The 2025 rule change is already affecting IPO timelines and deal structures. According to data from the HKEX’s monthly listing statistics, the average time between the initial submission of a listing application and the first hearing has increased by 14 days in the third quarter of 2025 compared to the same period in 2024, from 112 days to 126 days. Sponsors and law firms surveyed by the Hong Kong Investment Funds Association in August 2025 attributed 60% of this increase to additional due diligence on pre-IPO trust structures. The number of listing applications withdrawn before the first hearing has also risen, from 8 in Q3 2024 to 14 in Q3 2025, with 5 of those withdrawals explicitly citing “regulatory concerns regarding pre-IPO trust disclosures” in the withdrawal notices published on the HKEX website.

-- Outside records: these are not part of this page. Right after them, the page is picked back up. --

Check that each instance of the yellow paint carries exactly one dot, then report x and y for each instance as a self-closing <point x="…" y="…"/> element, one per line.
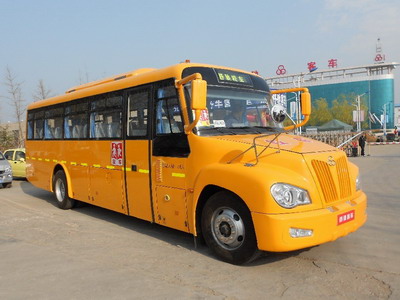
<point x="168" y="190"/>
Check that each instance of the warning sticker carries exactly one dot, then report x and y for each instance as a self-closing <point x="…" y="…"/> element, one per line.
<point x="116" y="153"/>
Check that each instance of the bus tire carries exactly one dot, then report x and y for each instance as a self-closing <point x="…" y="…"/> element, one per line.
<point x="60" y="188"/>
<point x="228" y="228"/>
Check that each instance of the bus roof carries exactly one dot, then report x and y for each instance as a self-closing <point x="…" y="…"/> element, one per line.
<point x="122" y="81"/>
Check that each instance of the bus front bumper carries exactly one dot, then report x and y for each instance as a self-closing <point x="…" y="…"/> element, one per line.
<point x="293" y="231"/>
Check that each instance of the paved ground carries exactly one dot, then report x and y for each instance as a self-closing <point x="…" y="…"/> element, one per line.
<point x="92" y="253"/>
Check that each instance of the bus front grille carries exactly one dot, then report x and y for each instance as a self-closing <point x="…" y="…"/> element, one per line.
<point x="334" y="179"/>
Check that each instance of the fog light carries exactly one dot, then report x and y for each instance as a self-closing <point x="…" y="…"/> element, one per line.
<point x="298" y="232"/>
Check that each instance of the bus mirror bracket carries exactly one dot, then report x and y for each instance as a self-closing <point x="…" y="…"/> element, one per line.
<point x="198" y="99"/>
<point x="305" y="99"/>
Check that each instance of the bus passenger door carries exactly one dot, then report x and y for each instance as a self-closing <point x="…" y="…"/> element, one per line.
<point x="137" y="167"/>
<point x="170" y="149"/>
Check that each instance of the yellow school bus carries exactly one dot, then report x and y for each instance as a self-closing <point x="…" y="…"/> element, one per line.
<point x="198" y="148"/>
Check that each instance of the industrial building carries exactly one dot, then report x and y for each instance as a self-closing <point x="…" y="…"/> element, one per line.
<point x="375" y="83"/>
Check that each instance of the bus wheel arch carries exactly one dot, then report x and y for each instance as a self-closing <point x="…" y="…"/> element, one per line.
<point x="226" y="225"/>
<point x="61" y="188"/>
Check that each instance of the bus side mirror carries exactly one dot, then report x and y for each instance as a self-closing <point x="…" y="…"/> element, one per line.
<point x="199" y="94"/>
<point x="306" y="103"/>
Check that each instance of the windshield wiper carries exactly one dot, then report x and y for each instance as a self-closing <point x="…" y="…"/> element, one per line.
<point x="223" y="130"/>
<point x="270" y="128"/>
<point x="254" y="146"/>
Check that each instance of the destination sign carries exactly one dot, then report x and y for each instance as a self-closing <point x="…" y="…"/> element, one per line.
<point x="225" y="76"/>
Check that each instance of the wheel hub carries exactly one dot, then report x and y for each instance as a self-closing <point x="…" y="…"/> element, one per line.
<point x="227" y="228"/>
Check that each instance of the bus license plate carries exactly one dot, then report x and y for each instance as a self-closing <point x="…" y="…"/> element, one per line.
<point x="346" y="217"/>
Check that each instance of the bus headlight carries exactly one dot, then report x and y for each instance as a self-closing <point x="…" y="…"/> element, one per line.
<point x="7" y="170"/>
<point x="289" y="196"/>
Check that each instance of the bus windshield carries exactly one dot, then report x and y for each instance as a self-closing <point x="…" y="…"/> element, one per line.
<point x="236" y="111"/>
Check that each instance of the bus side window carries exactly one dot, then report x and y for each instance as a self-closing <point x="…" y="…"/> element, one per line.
<point x="38" y="126"/>
<point x="53" y="123"/>
<point x="75" y="121"/>
<point x="170" y="139"/>
<point x="137" y="113"/>
<point x="106" y="116"/>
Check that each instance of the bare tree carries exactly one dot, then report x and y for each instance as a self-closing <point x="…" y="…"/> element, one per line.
<point x="14" y="91"/>
<point x="41" y="91"/>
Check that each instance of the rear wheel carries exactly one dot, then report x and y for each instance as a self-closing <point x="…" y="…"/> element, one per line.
<point x="228" y="229"/>
<point x="60" y="188"/>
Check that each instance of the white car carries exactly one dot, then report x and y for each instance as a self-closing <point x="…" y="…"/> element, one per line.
<point x="5" y="172"/>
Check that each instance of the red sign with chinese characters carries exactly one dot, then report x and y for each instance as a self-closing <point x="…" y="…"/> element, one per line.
<point x="346" y="217"/>
<point x="281" y="70"/>
<point x="116" y="153"/>
<point x="312" y="66"/>
<point x="332" y="63"/>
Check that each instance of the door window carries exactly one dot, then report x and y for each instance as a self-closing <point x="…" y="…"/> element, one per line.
<point x="138" y="103"/>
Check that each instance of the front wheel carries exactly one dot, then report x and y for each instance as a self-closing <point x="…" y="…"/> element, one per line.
<point x="60" y="189"/>
<point x="228" y="229"/>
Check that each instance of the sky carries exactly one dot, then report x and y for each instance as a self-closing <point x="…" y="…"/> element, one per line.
<point x="65" y="43"/>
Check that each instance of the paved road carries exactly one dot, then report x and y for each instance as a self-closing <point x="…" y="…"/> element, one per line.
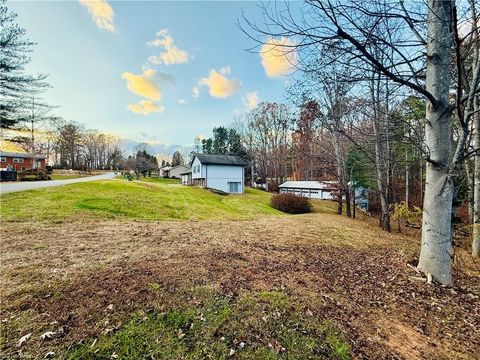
<point x="32" y="185"/>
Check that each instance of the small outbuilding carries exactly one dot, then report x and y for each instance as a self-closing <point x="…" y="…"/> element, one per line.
<point x="312" y="189"/>
<point x="220" y="172"/>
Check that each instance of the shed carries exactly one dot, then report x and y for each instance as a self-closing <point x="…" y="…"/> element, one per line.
<point x="311" y="189"/>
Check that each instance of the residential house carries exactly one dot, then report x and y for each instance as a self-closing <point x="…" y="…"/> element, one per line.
<point x="221" y="172"/>
<point x="21" y="161"/>
<point x="186" y="177"/>
<point x="177" y="171"/>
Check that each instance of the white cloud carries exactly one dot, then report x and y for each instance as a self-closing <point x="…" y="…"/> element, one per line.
<point x="195" y="92"/>
<point x="145" y="107"/>
<point x="251" y="100"/>
<point x="171" y="55"/>
<point x="219" y="85"/>
<point x="278" y="57"/>
<point x="101" y="13"/>
<point x="144" y="85"/>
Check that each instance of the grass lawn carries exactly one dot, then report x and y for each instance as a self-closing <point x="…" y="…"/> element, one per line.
<point x="67" y="177"/>
<point x="225" y="278"/>
<point x="153" y="199"/>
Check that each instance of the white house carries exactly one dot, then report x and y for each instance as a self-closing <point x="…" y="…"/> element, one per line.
<point x="187" y="177"/>
<point x="220" y="172"/>
<point x="177" y="171"/>
<point x="311" y="189"/>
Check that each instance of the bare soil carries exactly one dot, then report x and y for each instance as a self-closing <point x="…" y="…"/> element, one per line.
<point x="86" y="277"/>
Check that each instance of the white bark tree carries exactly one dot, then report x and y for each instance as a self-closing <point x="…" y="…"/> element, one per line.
<point x="390" y="36"/>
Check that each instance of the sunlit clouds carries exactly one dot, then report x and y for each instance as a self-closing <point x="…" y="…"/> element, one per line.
<point x="251" y="100"/>
<point x="219" y="85"/>
<point x="171" y="54"/>
<point x="195" y="92"/>
<point x="143" y="85"/>
<point x="101" y="13"/>
<point x="278" y="57"/>
<point x="145" y="107"/>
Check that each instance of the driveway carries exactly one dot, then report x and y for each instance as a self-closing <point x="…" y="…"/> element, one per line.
<point x="32" y="185"/>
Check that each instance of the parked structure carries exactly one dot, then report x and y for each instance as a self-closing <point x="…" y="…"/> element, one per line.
<point x="21" y="161"/>
<point x="312" y="189"/>
<point x="220" y="172"/>
<point x="325" y="190"/>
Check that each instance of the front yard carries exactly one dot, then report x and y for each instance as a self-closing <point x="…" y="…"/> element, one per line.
<point x="91" y="266"/>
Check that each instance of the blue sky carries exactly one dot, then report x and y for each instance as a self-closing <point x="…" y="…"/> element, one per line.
<point x="93" y="52"/>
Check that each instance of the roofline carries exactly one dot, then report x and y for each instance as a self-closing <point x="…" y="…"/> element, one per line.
<point x="214" y="163"/>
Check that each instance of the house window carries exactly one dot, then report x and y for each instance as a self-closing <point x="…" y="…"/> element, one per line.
<point x="234" y="187"/>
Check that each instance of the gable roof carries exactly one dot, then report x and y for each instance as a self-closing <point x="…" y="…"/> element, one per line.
<point x="179" y="166"/>
<point x="219" y="159"/>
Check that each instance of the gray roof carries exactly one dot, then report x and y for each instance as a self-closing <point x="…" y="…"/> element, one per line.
<point x="20" y="155"/>
<point x="220" y="159"/>
<point x="178" y="166"/>
<point x="320" y="185"/>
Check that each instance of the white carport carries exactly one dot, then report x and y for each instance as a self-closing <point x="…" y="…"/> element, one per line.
<point x="312" y="189"/>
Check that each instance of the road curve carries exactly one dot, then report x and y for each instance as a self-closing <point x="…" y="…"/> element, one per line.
<point x="6" y="187"/>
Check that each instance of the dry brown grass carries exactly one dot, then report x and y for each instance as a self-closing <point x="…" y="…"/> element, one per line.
<point x="346" y="271"/>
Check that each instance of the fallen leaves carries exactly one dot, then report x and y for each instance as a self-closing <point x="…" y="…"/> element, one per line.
<point x="23" y="340"/>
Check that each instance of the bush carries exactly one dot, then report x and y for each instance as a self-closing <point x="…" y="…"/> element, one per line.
<point x="290" y="203"/>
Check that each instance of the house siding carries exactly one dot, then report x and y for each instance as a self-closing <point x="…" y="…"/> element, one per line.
<point x="176" y="171"/>
<point x="218" y="176"/>
<point x="25" y="163"/>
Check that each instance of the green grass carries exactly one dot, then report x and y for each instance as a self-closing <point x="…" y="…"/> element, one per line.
<point x="266" y="325"/>
<point x="66" y="177"/>
<point x="155" y="199"/>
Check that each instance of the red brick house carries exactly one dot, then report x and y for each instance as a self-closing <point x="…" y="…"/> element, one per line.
<point x="21" y="161"/>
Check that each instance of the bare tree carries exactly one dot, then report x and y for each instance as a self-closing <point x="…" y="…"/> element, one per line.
<point x="413" y="50"/>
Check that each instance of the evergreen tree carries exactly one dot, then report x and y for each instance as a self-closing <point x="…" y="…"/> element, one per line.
<point x="16" y="87"/>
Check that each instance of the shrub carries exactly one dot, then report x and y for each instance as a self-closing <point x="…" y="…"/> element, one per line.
<point x="290" y="203"/>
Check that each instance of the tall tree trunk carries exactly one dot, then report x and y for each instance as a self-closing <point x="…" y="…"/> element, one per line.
<point x="407" y="180"/>
<point x="436" y="248"/>
<point x="470" y="173"/>
<point x="340" y="203"/>
<point x="348" y="201"/>
<point x="476" y="188"/>
<point x="380" y="167"/>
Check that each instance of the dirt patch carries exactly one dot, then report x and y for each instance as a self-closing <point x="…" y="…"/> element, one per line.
<point x="87" y="278"/>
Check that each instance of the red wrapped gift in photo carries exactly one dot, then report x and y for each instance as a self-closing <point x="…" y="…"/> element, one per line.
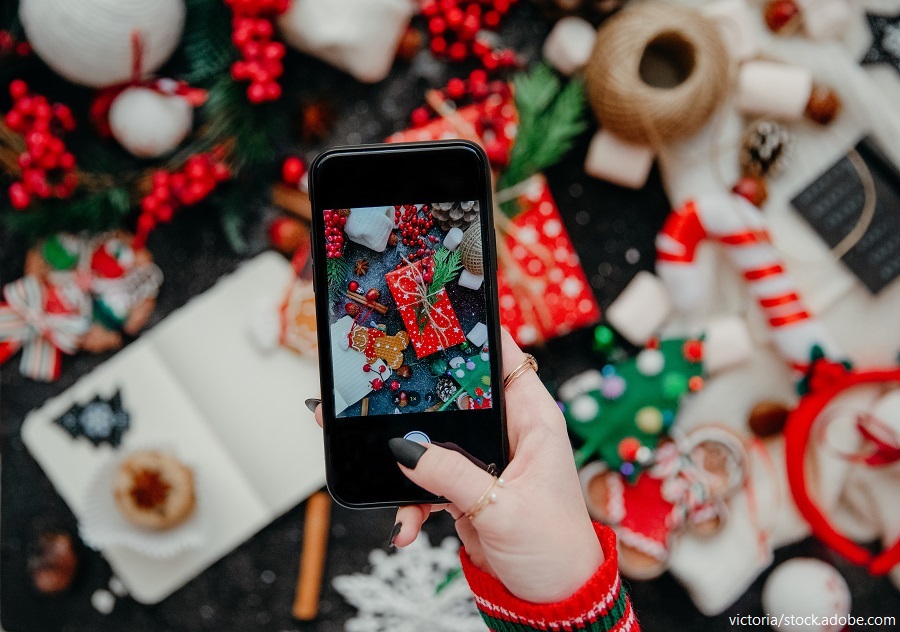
<point x="544" y="292"/>
<point x="428" y="315"/>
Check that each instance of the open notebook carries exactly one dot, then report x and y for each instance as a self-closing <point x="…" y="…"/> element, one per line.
<point x="196" y="382"/>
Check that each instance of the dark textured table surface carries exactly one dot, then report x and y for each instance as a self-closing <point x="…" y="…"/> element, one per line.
<point x="252" y="587"/>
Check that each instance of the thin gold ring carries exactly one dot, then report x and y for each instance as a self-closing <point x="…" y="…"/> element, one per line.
<point x="489" y="496"/>
<point x="528" y="363"/>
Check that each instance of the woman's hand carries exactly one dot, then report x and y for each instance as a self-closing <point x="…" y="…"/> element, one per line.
<point x="537" y="538"/>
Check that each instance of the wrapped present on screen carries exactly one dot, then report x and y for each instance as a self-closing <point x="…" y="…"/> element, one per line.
<point x="426" y="310"/>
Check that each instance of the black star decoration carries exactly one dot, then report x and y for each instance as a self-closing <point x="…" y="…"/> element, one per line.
<point x="885" y="40"/>
<point x="100" y="420"/>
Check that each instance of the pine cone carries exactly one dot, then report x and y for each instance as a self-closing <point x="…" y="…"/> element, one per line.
<point x="765" y="147"/>
<point x="591" y="10"/>
<point x="454" y="214"/>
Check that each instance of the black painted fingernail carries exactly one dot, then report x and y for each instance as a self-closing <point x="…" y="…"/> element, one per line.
<point x="407" y="452"/>
<point x="394" y="532"/>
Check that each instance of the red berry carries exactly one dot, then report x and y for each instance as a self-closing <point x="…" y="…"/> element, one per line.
<point x="18" y="89"/>
<point x="286" y="234"/>
<point x="18" y="196"/>
<point x="781" y="13"/>
<point x="292" y="170"/>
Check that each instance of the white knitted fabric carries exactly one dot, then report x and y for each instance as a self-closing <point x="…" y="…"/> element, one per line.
<point x="400" y="592"/>
<point x="718" y="569"/>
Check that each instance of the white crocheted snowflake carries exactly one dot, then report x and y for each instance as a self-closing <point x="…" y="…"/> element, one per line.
<point x="416" y="588"/>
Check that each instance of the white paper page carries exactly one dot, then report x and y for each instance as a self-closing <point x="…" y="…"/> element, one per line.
<point x="161" y="415"/>
<point x="253" y="400"/>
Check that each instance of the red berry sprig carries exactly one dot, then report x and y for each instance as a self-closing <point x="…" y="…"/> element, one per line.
<point x="456" y="28"/>
<point x="189" y="185"/>
<point x="252" y="31"/>
<point x="292" y="171"/>
<point x="48" y="168"/>
<point x="9" y="45"/>
<point x="334" y="233"/>
<point x="414" y="223"/>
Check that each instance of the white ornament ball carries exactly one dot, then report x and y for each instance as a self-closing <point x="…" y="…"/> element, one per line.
<point x="802" y="588"/>
<point x="89" y="42"/>
<point x="149" y="124"/>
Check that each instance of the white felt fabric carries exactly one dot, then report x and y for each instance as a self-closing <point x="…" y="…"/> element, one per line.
<point x="358" y="36"/>
<point x="863" y="325"/>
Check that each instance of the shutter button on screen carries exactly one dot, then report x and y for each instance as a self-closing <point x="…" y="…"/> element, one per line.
<point x="417" y="436"/>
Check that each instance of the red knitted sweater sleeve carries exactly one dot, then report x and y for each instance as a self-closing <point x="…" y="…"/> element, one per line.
<point x="601" y="605"/>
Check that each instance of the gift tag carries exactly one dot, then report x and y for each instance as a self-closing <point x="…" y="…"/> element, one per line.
<point x="834" y="202"/>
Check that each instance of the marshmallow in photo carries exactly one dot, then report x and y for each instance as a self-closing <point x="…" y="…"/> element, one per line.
<point x="641" y="308"/>
<point x="358" y="36"/>
<point x="767" y="88"/>
<point x="370" y="227"/>
<point x="569" y="45"/>
<point x="612" y="159"/>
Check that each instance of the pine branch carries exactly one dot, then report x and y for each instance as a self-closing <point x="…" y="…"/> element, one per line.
<point x="551" y="116"/>
<point x="446" y="265"/>
<point x="337" y="269"/>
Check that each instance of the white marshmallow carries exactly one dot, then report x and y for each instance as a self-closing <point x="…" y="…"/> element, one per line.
<point x="737" y="24"/>
<point x="768" y="88"/>
<point x="469" y="280"/>
<point x="453" y="238"/>
<point x="478" y="335"/>
<point x="825" y="19"/>
<point x="370" y="227"/>
<point x="358" y="36"/>
<point x="612" y="159"/>
<point x="641" y="308"/>
<point x="569" y="45"/>
<point x="726" y="344"/>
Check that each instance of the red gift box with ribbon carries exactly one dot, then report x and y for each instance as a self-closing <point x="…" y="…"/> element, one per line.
<point x="543" y="290"/>
<point x="428" y="316"/>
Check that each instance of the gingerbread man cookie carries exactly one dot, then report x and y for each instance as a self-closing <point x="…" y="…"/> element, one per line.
<point x="375" y="344"/>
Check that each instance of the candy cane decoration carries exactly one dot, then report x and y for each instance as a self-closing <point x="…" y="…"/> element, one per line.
<point x="740" y="227"/>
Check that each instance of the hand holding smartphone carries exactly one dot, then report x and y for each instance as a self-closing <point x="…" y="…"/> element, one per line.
<point x="406" y="302"/>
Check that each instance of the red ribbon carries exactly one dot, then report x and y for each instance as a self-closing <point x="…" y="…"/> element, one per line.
<point x="797" y="434"/>
<point x="102" y="103"/>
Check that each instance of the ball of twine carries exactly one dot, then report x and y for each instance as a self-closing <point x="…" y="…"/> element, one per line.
<point x="639" y="107"/>
<point x="470" y="250"/>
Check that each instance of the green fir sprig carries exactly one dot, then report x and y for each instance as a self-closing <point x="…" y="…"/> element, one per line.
<point x="551" y="116"/>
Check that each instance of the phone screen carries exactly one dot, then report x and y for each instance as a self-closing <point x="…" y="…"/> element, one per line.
<point x="408" y="326"/>
<point x="406" y="305"/>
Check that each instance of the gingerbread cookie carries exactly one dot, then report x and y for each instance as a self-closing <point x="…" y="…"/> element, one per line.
<point x="375" y="343"/>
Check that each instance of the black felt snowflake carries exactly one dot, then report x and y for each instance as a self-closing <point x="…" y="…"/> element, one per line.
<point x="100" y="420"/>
<point x="885" y="41"/>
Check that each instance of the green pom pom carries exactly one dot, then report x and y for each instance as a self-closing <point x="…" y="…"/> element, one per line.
<point x="604" y="339"/>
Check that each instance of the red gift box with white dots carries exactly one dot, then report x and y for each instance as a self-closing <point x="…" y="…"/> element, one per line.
<point x="430" y="320"/>
<point x="552" y="295"/>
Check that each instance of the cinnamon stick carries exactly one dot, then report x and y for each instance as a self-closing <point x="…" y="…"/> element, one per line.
<point x="362" y="300"/>
<point x="312" y="559"/>
<point x="293" y="200"/>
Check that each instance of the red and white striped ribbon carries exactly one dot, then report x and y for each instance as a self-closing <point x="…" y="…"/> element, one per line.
<point x="741" y="228"/>
<point x="38" y="321"/>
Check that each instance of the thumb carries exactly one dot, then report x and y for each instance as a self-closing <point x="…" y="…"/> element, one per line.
<point x="441" y="471"/>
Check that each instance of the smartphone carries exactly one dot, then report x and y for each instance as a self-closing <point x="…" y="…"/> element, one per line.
<point x="406" y="305"/>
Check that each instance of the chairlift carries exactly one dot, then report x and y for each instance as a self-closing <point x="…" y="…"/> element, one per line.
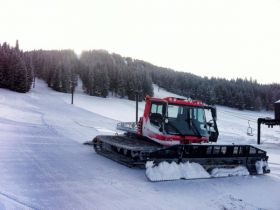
<point x="249" y="129"/>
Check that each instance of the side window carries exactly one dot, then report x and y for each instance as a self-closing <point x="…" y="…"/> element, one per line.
<point x="156" y="114"/>
<point x="157" y="108"/>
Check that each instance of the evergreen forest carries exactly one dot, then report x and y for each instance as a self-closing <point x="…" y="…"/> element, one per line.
<point x="104" y="74"/>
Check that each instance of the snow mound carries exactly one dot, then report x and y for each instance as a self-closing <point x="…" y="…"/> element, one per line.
<point x="260" y="166"/>
<point x="174" y="171"/>
<point x="224" y="172"/>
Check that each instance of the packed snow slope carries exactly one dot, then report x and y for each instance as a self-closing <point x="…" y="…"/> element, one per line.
<point x="44" y="165"/>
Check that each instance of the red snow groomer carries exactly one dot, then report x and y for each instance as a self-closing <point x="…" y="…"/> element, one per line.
<point x="173" y="139"/>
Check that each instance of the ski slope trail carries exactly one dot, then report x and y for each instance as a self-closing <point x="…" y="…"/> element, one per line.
<point x="44" y="165"/>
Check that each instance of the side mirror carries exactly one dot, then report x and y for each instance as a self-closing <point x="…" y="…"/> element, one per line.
<point x="214" y="113"/>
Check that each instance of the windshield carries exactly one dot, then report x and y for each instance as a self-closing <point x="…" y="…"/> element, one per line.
<point x="186" y="120"/>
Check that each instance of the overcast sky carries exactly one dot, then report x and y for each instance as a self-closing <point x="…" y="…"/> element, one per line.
<point x="221" y="38"/>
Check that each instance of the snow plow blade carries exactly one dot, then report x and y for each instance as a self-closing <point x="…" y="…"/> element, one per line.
<point x="180" y="161"/>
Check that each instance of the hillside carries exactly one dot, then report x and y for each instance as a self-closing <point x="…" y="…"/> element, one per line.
<point x="44" y="164"/>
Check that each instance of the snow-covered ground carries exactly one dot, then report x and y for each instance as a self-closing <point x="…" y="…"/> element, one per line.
<point x="44" y="165"/>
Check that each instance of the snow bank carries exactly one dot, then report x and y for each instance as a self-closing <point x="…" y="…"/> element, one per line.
<point x="173" y="171"/>
<point x="223" y="172"/>
<point x="260" y="166"/>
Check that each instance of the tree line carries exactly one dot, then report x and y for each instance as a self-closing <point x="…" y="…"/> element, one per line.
<point x="103" y="73"/>
<point x="16" y="69"/>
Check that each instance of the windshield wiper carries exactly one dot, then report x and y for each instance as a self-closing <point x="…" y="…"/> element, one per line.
<point x="193" y="126"/>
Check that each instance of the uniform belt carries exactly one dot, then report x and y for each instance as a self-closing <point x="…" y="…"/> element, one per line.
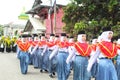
<point x="50" y="50"/>
<point x="81" y="55"/>
<point x="41" y="48"/>
<point x="62" y="52"/>
<point x="104" y="58"/>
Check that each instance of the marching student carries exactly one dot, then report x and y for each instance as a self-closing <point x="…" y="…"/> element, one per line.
<point x="23" y="54"/>
<point x="118" y="59"/>
<point x="105" y="51"/>
<point x="61" y="50"/>
<point x="71" y="44"/>
<point x="94" y="46"/>
<point x="42" y="59"/>
<point x="81" y="51"/>
<point x="51" y="63"/>
<point x="35" y="51"/>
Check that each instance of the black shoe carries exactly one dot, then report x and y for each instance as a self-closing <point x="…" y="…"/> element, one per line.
<point x="41" y="70"/>
<point x="51" y="76"/>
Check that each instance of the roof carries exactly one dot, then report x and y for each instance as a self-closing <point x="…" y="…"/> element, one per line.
<point x="37" y="24"/>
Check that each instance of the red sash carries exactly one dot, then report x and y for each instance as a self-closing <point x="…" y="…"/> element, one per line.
<point x="34" y="43"/>
<point x="63" y="44"/>
<point x="41" y="43"/>
<point x="118" y="46"/>
<point x="24" y="46"/>
<point x="83" y="48"/>
<point x="108" y="49"/>
<point x="56" y="42"/>
<point x="18" y="41"/>
<point x="93" y="46"/>
<point x="50" y="44"/>
<point x="71" y="44"/>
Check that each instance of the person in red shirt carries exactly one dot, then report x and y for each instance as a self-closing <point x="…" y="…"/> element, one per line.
<point x="105" y="51"/>
<point x="81" y="50"/>
<point x="23" y="54"/>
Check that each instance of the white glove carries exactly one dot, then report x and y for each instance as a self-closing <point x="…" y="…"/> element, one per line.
<point x="50" y="57"/>
<point x="42" y="54"/>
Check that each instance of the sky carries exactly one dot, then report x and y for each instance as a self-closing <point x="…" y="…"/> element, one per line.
<point x="11" y="9"/>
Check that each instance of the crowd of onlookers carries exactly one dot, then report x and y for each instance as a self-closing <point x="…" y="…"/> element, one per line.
<point x="8" y="44"/>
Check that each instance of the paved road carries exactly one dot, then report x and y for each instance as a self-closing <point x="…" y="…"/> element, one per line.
<point x="10" y="70"/>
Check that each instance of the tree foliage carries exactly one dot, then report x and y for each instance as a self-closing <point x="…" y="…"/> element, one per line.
<point x="92" y="16"/>
<point x="1" y="30"/>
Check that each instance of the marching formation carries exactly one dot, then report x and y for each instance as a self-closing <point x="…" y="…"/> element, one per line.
<point x="59" y="55"/>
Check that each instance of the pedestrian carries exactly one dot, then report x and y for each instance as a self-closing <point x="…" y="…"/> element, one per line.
<point x="35" y="51"/>
<point x="81" y="51"/>
<point x="51" y="63"/>
<point x="61" y="50"/>
<point x="105" y="51"/>
<point x="23" y="54"/>
<point x="118" y="59"/>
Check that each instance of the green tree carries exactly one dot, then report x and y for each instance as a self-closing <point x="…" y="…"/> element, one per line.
<point x="92" y="16"/>
<point x="1" y="30"/>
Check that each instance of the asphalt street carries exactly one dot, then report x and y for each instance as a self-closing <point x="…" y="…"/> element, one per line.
<point x="10" y="70"/>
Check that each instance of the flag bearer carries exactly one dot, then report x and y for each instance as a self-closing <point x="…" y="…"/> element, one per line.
<point x="82" y="51"/>
<point x="23" y="54"/>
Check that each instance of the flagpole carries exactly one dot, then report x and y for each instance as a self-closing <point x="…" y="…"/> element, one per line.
<point x="51" y="16"/>
<point x="55" y="16"/>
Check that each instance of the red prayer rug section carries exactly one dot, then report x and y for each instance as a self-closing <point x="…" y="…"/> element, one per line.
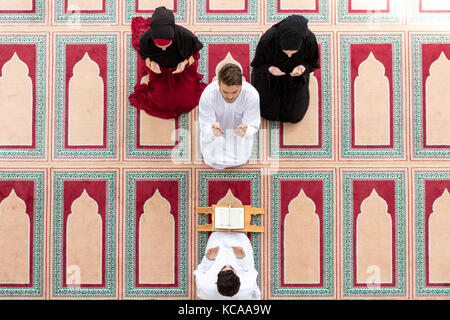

The cost of compliance is also measurable. A survey of 20 Hong Kong law firms conducted by the Law Society of Hong Kong in July 2025 found that the average legal fee for preparing a pre-IPO trust disclosure package under the new rules is HKD 1.8 million, compared to HKD 0.6 million under the previous regime. This includes the cost of amending trust deeds, conducting beneficiary interviews, and obtaining independent legal opinions on trust structures. For a typical mid-cap IPO with a market capitalisation of HKD 5 billion, this represents an additional 0.036% of the offering size in legal costs, which is material enough to affect the decision of some families to proceed with a listing.

Actionable Takeaways

  1. Audit every pre-IPO trust deed for protector, enforcer, and investment committee powers immediately, and remove any person who must not be named in the prospectus at least 24 months before the listing application is filed.
  2. Define the beneficiary class as a closed list of named individuals, and exclude any person who does not consent to public disclosure, with no distributions to excluded persons during the 24-month look-back period.
  3. Appoint at least one independent director to any private trust company serving as trustee, and document that independence in the prospectus to avoid automatic classification as a connected person under Listing Rule 14A.07.
  4. Require each director to personally review the trust deed and any side letters, and to sign a written representation to the sponsor confirming full disclosure of all material facts about the trust structure.
  5. Budget for a minimum of HKD 1.8 million in legal fees for the trust disclosure package, and plan for an additional 14 days in the listing timeline for the enhanced due diligence process.